HOOFDSTUK VIERENDERTIG
Robbie haastte zich naar het hotel terug om zich klaar te maken voor zijn avond stappen. Hij had geen tijd gehad om naar de voorkwalificatiewedstrijden te kijken, maar hij had een heel productieve laatste dag in Monaco gehad. Hij had losse eindjes aan elkaar geknoopt en meer bewijs gevonden om zijn beweringen mee te staven. Hij had met een voormalige rechercheur gesproken die naar Italië was gegaan om Darcies dood te onderzoeken. De man had vanaf het begin veel verdachte zaken gevonden; Darcie had bijvoorbeeld blauwe plekken rond haar mond en op haar polsen en armen gehad. ‘Vrienden’ van Giancarlo LaFata hadden hem gewaarschuwd zich er niet mee te bemoeien en toen de familie LaFata had aangedrongen op een particuliere autopsie, hadden de superieuren van de rechercheur daar toestemming voor gegeven. Darcies dood was beoordeeld als zelfmoord en daarmee eindigde het onderzoek. Niet lang daarna was de rechercheur ontslagen. Hij werd ervan beschuldigd te hebben geknoeid met bewijsmateriaal tijdens een onderzoek naar gokonregelmatigheden. De man was duidelijk verbitterd en wilde zijn gram halen, maar Robbie geloofde hem toen hij vertelde dat Fatty LaFata zijn carrière had vernietigd.
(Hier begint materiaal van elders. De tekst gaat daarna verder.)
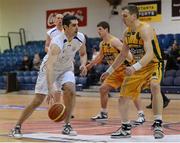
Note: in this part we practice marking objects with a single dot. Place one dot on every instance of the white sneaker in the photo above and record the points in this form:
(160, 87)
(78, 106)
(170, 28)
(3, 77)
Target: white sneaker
(16, 132)
(68, 130)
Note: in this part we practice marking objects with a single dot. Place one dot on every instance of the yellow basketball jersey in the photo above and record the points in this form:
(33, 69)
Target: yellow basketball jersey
(136, 44)
(110, 53)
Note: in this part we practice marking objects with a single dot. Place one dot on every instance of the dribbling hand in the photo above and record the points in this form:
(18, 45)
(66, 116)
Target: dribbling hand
(83, 70)
(104, 76)
(129, 70)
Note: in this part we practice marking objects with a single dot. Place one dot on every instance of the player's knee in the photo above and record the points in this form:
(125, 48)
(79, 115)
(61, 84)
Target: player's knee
(103, 89)
(38, 100)
(69, 90)
(155, 87)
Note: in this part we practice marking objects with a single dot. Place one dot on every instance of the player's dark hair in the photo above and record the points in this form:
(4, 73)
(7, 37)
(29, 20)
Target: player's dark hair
(67, 19)
(104, 25)
(132, 9)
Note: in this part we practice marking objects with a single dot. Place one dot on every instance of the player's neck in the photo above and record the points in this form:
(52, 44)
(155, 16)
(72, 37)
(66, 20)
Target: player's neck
(135, 25)
(68, 36)
(60, 28)
(106, 37)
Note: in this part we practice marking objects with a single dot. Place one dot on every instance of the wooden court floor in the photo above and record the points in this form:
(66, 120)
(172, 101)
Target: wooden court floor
(11, 106)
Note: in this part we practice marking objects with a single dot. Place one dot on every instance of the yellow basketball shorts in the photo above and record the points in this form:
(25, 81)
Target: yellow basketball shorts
(116, 78)
(132, 85)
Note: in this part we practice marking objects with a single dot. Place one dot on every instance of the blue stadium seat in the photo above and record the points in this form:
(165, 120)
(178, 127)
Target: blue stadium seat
(170, 73)
(177, 81)
(27, 73)
(33, 79)
(33, 73)
(177, 38)
(178, 73)
(168, 81)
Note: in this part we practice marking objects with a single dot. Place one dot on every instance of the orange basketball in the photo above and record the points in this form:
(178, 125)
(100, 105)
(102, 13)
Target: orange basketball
(57, 112)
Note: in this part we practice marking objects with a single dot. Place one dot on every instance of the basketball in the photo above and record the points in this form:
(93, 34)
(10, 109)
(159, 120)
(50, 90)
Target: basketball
(57, 112)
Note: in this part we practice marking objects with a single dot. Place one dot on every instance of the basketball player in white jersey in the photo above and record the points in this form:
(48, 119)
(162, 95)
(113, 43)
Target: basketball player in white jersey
(53, 32)
(60, 68)
(57, 68)
(39, 97)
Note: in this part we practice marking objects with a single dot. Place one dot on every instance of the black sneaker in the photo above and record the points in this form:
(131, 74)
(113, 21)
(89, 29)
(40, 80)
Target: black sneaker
(68, 130)
(149, 106)
(140, 120)
(158, 131)
(102, 116)
(165, 103)
(16, 132)
(123, 132)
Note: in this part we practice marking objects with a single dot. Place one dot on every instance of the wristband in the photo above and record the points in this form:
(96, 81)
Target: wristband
(110, 70)
(137, 66)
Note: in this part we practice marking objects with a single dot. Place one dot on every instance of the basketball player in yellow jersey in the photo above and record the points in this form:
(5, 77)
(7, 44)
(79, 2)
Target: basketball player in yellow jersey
(110, 47)
(141, 40)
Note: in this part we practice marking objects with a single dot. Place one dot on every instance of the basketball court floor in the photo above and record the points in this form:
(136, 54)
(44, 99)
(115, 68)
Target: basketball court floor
(39, 128)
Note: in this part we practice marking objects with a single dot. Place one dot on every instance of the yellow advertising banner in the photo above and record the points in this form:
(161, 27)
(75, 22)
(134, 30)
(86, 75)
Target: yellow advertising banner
(149, 11)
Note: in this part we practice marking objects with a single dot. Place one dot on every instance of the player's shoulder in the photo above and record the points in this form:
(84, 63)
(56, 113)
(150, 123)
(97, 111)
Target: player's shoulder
(80, 36)
(51, 30)
(57, 39)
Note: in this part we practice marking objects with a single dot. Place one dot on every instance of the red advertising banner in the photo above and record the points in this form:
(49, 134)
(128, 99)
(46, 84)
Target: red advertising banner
(80, 13)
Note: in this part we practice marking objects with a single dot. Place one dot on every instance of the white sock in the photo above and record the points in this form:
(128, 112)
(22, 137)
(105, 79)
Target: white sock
(141, 112)
(104, 110)
(128, 122)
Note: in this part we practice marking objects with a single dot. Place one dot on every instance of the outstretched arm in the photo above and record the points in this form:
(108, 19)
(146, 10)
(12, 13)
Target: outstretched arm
(47, 43)
(83, 58)
(53, 53)
(97, 60)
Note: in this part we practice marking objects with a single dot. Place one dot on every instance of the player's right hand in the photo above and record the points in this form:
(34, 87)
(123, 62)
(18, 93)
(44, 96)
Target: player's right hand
(104, 76)
(50, 97)
(88, 66)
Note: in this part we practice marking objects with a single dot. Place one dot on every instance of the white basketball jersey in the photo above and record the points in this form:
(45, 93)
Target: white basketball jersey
(53, 32)
(67, 51)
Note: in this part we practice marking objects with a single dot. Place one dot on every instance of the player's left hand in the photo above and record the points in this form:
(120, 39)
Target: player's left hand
(129, 70)
(83, 70)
Toen Patterson Robbie belde en hem vroeg hoe het ging, had hij zijn baas beloofd dat hij de volgende middag achter zijn bureau zou zitten met het schandaligste, meest sensationele misdaadverhaal dat de krant ooit had geplaatst. Het was te groot om te negeren, ongeacht de consequenties. Het moest gepubliceerd worden, maar hij was ervan overtuigd dat Fran het zou begrijpen.
Fran. Heerlijke, mooie Fran. Hij had tegen haar gezegd dat hij van haar hield. Het was er gewoon uitgefloept tijdens hun telefoongesprek, maar hij meende het echt. Hij kon zich voorstellen wat zijn vrienden zouden zeggen als ze het wisten. ‘Zie je ze vliegen, Robbie?’ Hij was echter niet gek. Hij was helemaal, volledig en absoluut bij zijn volle verstand. Ze vertelden elkaar alles – nu ja, bijna alles – en hij had het gevoel dat ze hem beter begreep dan iemand anders. Natuurlijk zou ze hem vergeven. Hij deed toch gewoon zijn werk?
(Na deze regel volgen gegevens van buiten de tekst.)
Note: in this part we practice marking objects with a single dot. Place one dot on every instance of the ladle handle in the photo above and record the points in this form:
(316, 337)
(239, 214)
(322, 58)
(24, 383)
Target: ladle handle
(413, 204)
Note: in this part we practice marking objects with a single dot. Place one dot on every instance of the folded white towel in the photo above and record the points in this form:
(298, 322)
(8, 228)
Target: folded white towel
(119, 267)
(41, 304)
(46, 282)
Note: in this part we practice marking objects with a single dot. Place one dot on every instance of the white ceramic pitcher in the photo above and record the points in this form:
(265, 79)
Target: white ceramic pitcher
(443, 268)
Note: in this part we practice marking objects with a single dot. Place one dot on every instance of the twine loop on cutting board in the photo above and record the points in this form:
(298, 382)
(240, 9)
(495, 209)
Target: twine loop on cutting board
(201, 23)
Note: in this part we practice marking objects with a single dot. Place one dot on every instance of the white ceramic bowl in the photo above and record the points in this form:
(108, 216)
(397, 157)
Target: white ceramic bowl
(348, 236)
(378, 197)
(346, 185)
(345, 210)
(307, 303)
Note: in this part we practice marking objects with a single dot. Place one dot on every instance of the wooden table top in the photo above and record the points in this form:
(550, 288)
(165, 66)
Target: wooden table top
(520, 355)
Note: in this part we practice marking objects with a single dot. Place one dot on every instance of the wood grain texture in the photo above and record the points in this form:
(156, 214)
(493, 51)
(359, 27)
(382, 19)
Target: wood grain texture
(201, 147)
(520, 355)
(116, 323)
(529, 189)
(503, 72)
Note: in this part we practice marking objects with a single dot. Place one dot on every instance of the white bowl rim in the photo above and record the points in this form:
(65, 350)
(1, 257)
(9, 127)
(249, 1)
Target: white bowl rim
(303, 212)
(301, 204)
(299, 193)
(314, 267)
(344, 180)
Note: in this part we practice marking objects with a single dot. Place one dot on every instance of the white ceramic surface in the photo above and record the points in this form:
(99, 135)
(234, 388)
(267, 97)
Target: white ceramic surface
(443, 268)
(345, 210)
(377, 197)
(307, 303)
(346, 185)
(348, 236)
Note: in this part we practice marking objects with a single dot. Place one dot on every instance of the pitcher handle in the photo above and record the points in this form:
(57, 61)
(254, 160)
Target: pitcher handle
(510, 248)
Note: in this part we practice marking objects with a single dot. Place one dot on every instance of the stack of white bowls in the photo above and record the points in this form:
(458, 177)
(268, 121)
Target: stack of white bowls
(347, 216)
Hij wilde haar wanhopig graag zien voordat hij morgenochtend naar huis vloog, maar het leven spande tegen hen samen. Ze was de hele ochtend in de weer geweest met de politie en was ’s middags bij haar zusje in het ziekenhuis geweest. En nu had hij die stomme casinoavond met de jongens. Robbie had het willen afzeggen, maar Fran had gezegd dat hij moest gaan.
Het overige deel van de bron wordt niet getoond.